Elhasıl, ehl-i hak olan şefaat eder. Bu şefaat meselesine aynı ifade tarzlı ayetleriyle Enbiya suresi de katılıyor, 26. ve 27. âyetleriyle…
Namaz ve Rıza Hakikati
Taha suresi 30. âyeti 5 vakit namazı tam kılan kişinin “rıza” ya ereceğini bildirir. Yani o kişi Rabbinden razı olur; hayatından memnun olur. Hiçbir şeye ve kişiye takılmaz, tevhidi yakalayacak bir iç aydınlığı olan nura kavuşur. “Güneş doğmadan önce ve doğduktan sonra Rabbini hamd ile tesbih et! Gecenin içinde ve gündüzün uçlarında da namaz kıl!”
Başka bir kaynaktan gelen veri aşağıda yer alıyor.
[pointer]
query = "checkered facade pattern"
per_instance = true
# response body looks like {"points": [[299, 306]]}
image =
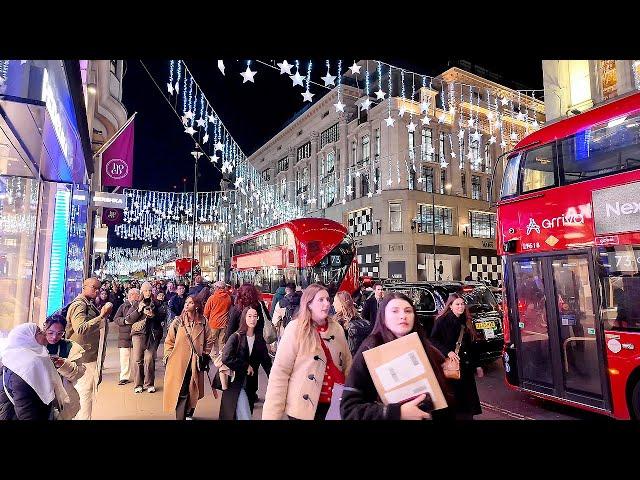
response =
{"points": [[485, 267], [361, 222]]}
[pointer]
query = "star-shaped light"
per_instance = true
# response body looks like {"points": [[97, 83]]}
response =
{"points": [[355, 68], [285, 67], [247, 75], [297, 79], [329, 80]]}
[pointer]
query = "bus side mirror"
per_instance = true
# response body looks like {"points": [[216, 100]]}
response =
{"points": [[510, 246]]}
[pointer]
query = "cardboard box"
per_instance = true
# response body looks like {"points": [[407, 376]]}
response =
{"points": [[401, 370]]}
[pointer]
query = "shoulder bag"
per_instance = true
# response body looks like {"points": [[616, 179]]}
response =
{"points": [[451, 367]]}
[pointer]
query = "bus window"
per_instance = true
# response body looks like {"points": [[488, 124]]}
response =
{"points": [[618, 271], [510, 178], [539, 169], [602, 150]]}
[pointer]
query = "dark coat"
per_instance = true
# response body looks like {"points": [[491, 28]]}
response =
{"points": [[360, 399], [126, 316], [176, 304], [370, 309], [444, 337], [358, 329], [236, 356], [28, 405]]}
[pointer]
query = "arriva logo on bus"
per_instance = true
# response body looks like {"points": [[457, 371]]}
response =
{"points": [[562, 220]]}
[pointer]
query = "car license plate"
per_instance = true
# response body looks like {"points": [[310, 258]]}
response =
{"points": [[485, 325]]}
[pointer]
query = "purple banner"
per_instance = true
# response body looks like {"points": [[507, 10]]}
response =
{"points": [[112, 216], [117, 160]]}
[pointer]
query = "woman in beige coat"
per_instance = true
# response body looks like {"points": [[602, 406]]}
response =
{"points": [[183, 383], [311, 358]]}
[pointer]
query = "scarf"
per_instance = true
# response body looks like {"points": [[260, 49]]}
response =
{"points": [[31, 362]]}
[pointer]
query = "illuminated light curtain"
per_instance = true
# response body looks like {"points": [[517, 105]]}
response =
{"points": [[59, 242]]}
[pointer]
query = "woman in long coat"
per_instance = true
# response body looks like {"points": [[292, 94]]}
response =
{"points": [[243, 353], [183, 383], [446, 330]]}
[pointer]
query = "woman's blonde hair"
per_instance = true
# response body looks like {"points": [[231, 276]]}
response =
{"points": [[307, 336], [348, 308]]}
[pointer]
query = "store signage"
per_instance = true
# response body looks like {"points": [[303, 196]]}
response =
{"points": [[112, 200], [617, 209], [58, 120]]}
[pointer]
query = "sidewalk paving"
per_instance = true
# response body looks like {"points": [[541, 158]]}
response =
{"points": [[118, 402]]}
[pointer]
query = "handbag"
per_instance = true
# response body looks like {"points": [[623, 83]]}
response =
{"points": [[268, 331], [451, 367]]}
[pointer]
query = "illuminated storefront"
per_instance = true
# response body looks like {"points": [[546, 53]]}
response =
{"points": [[43, 188]]}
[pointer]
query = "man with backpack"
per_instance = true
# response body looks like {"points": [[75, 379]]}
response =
{"points": [[84, 325]]}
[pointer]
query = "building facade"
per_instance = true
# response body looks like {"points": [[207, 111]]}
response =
{"points": [[573, 86], [415, 195]]}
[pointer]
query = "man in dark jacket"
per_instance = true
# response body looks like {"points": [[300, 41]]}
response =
{"points": [[370, 310], [128, 314], [176, 304]]}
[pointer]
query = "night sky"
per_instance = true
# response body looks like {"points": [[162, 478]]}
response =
{"points": [[252, 112]]}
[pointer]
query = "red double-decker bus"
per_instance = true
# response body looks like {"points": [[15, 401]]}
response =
{"points": [[568, 227], [302, 251]]}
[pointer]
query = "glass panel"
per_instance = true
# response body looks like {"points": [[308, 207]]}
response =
{"points": [[538, 170], [603, 149], [576, 323], [532, 318], [619, 272], [18, 214], [510, 178]]}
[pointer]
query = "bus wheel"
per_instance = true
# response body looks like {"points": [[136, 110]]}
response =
{"points": [[635, 401]]}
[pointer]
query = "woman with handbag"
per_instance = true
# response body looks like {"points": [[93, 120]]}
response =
{"points": [[312, 356], [243, 353], [360, 400], [188, 342], [453, 334], [249, 296]]}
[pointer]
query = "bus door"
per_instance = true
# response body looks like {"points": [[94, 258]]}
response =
{"points": [[559, 337]]}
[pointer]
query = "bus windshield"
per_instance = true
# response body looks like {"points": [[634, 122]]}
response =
{"points": [[332, 269]]}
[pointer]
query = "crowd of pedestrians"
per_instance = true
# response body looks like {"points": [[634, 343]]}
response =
{"points": [[216, 333]]}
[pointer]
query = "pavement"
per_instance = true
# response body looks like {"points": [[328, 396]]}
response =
{"points": [[118, 402]]}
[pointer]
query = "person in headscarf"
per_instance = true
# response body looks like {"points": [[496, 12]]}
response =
{"points": [[31, 386]]}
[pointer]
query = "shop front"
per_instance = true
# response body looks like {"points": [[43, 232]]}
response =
{"points": [[44, 198]]}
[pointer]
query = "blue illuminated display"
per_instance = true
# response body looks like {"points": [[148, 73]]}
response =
{"points": [[59, 251]]}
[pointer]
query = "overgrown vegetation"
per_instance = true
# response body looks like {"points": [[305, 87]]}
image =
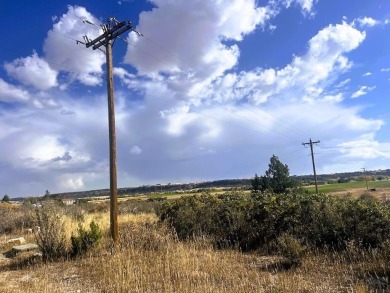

Bu âyet sabah ve akşam, yatsı ve teheccüd ile, duha-öğlen ve ikindi namazlarını içine alıyor. Böylece namaz 7 vakit gibi oluyor. 5 tanesi farz, 2 tanesi müekked sünnet şeklinde… Bunları yapan kişi rıza-yı Rahmân’a erişir.
Vahye Tabi Bir Hayatın Maddi Boyuta Katkıları
Taha suresi 123-124. âyetlerle Allah diyor ki:” Hidayet verici olarak resulleri size göndereceğim. Onlara kim tâbi olursa o dalalete sapmaz ve mutsuz da olmaz. Fakat zikrim olan vahiy ve hidayetten kim yüz çevirirse, ona dünyada dar ve sıkıştırıcı bir maişet ve yaşayış vardır; mahşerde ise her iki gözü de kör olarak diriltilir.” Bu âyetlerde şöyle bir vaad var: “Kur’ana harfiyen uyan için nefsini azaptan kurtaran bir hidayet ve nur olacak; mal ve mülk noktasında da o bir ferahlık içinde yaşayacak.” Dünyanın mevcud manzarası bu âyetteki vaade zıt gözükse de hakikatte öyle değildir. Çünkü gelirin bol olması, mal ve mülkün kişiyi sıkmayacağı, ruhuna ferah vereceği manasına gelmiyor. Zengindir ama mutsuzdur. Hem zenginlik helal yoldan kazanılmış ise, hidayet kitabı olan vahyin düsturuna uyulduğu içindir. Bu da yine vahyin mahsulüdür, vahyin doğruluğunun delili olur. Haram mal ise, akıbette de zarardır; maneviyatını öldürmekle de zarardır; hem Âhrette de zarar üstüne zarardır. Allah için adanmış bir hayatta maddi ve manevi ferah, genişlik, saadet ve istikamet vardır. Bilfiil de görünüyor, yaşanılıyor.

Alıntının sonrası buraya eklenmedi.